The first child, to everyone’s disappointment, is a girl. When Margaret hears Cardinal Lawrence joyfully announce that the second child is a boy, she bursts into tears: against her will, without her knowledge or consent, and in spite of her desire to prevent it, she has been forced – literally forced, being bound, drugged, and ripped open by a priest—to give birth to the Antichrist.
Just at this moment, in a truly brilliant moment of synergy with the 1976 Omen, the same song that plays when Kathy is murdered by Mrs. Baylock starts thrumming: “Sanguis, bibimus! Ave Satani!”
The boy is taken from her by the evil nuns and priests who have been coercively controlling and reproductively abusing her all along.
Margaret asks to hold her son, and the clergy joyfully agree, thinking that she, Rosemary-like, is going to succumb to maternal feeling.
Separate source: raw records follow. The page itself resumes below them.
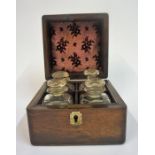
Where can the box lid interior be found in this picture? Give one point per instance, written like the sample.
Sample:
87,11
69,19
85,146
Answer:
74,43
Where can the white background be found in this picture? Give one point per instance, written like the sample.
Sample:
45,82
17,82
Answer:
122,65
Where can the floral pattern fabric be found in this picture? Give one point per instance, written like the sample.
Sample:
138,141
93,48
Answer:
75,46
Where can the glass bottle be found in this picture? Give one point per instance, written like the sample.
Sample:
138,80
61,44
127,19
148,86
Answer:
57,90
64,74
94,89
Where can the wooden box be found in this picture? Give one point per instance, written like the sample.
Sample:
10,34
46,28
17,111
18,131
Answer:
64,38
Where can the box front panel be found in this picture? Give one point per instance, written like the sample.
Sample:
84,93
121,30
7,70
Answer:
97,126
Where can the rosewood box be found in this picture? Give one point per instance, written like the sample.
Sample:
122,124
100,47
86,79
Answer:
74,43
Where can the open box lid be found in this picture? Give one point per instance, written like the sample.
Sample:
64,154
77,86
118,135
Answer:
75,42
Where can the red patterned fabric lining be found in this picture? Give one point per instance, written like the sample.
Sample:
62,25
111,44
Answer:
75,45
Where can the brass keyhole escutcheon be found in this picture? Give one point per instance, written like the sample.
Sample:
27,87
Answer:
76,118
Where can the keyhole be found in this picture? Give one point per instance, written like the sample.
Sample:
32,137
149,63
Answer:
75,118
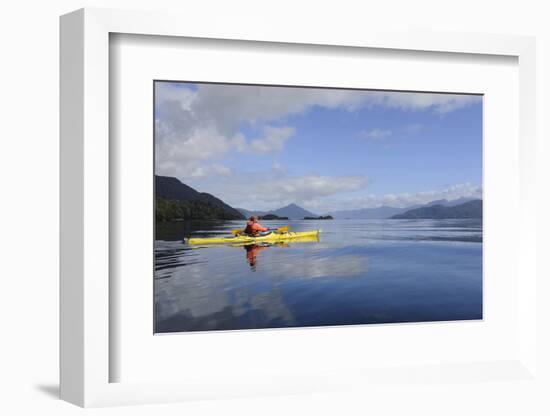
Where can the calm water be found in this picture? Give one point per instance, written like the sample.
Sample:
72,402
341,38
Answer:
360,272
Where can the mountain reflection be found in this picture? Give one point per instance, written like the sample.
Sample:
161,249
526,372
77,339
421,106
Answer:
366,271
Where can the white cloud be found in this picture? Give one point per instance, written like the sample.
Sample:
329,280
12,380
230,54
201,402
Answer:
374,134
196,126
399,200
273,141
275,188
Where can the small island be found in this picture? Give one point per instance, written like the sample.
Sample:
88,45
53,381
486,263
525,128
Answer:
272,217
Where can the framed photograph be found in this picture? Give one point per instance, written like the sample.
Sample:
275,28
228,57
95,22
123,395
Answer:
270,214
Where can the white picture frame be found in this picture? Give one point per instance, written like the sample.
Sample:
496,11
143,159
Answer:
85,210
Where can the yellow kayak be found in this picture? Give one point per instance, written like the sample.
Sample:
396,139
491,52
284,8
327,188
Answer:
269,238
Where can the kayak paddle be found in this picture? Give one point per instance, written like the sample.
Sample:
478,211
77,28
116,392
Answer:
280,230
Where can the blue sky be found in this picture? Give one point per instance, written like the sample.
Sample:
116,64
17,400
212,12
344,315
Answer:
261,147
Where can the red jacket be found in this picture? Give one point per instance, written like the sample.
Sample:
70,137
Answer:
254,228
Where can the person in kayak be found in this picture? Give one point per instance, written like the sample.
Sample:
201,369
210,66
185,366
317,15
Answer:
254,228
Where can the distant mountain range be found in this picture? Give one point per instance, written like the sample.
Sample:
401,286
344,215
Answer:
292,211
470,209
177,201
384,212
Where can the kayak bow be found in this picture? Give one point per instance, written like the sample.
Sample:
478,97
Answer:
271,237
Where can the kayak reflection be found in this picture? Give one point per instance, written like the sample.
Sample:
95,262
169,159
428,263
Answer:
253,250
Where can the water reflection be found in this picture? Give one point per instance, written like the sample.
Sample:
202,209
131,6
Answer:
361,272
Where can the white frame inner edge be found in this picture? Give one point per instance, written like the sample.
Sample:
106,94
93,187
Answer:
84,343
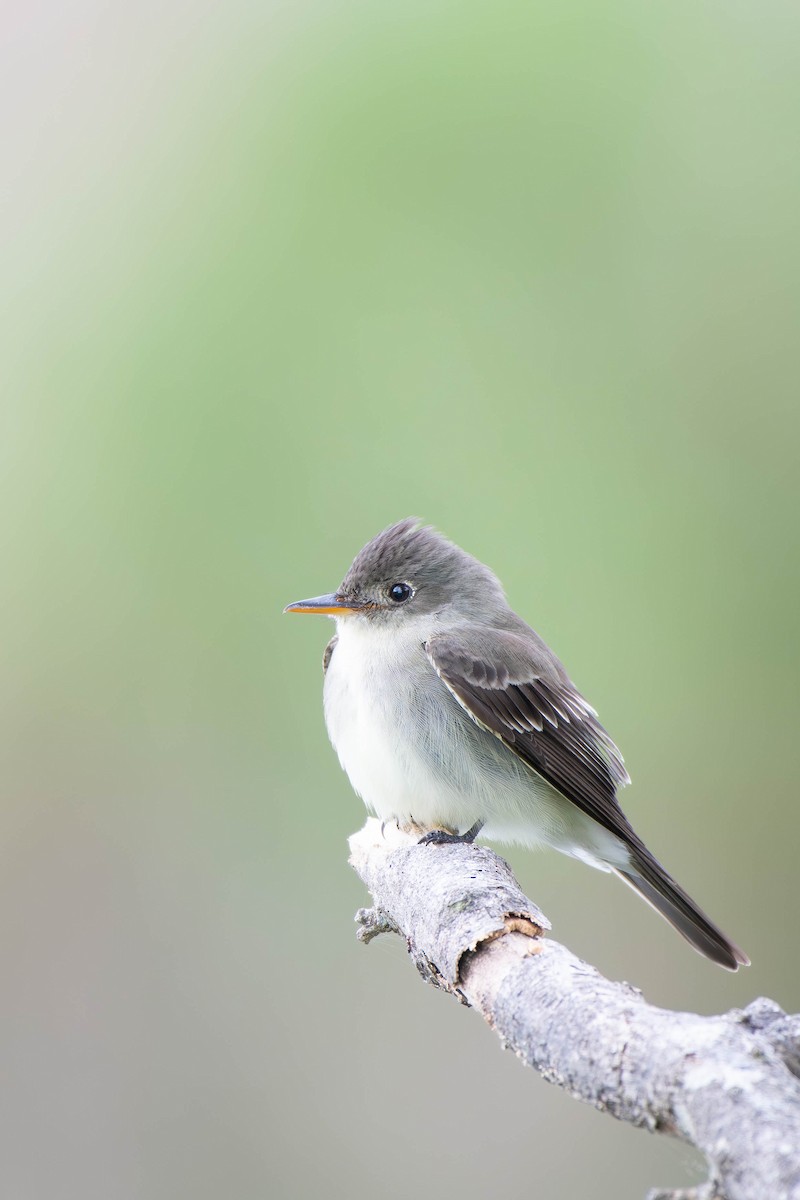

Instead, she uses this opportunity to jam a scalpel into Lawrence’s jugular. She then turns the scalpel on the Antichrist himself, but is stopped before she can murder him by Luz, who stabs Margaret with another scalpel. The shadow clergy grab the Antichrist and decide to incinerate Margaret and her unwanted baby daughter together. But Carlita arrives and helps rescue the very seriously injured Margaret and the baby girl.
The final shots of the film are of Margaret, Carlita, and Margaret’s daughter trying to make a life for themselves in a secluded cabin in a wintry wilderness. The room they’re in is lit by dozens of candles and decorated with dozens of bouquets of hanging dried herbs and flowers. They are all laughing and smiling together.
The First Omen, then, leaves room for another chapter in the story, in which a superhuman girl – baby, raised in an all-women environment in the middle of nowhere, could grow up to challenge and perhaps defeat the Antichrist and the wrong-headed clergy who brought him to life.
If that sequel gets made, I can only hope it is directed by Arkasha Stevenson, with her finely attuned sensitivity to how women experience their own bodily suffering as well as the suffering of other women around them.